Why a simple website feels like a win
Craig Campbell walked away from intense investor interest and the siren call of AI to build something straightforward and human: Past Maps, a website that lets people overlay historical maps on today’s maps. A former Meta engineer who recently sold an e‑commerce startup, Campbell’s choice underscores a belief that useful, well‑crafted tools on the open web still matter.
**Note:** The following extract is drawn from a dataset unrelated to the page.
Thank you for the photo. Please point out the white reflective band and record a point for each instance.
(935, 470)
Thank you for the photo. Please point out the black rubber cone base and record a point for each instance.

Past Maps is not about flashy machine learning or large datasets — it’s about access, discovery, and joy. Users can explore old maps layered on modern streets, uncovering local history, seeing how cities evolved, and sharing discoveries with friends. That kind of immediate, tangible value is easy to understand and hard to replicate with attention‑grabbing buzzwords alone.
The project also offers a salutary lesson for builders and founders: you don’t need to follow every trend to find product‑market fit. In a moment when the industry buzzes about “Google Zero” and sweeping AI transformations, Past Maps shows that niche, user‑centered web products can attract loyal users and stand out by doing one thing very well.
What this means going forward
- Smaller, experience‑focused sites can carve sustainable audiences in a landscape dominated by big AI narratives.
- Designing for curiosity and preservation — like historical map overlays — creates lasting user value.
- Founders can succeed by prioritizing users and craft over chasing the next tech fad.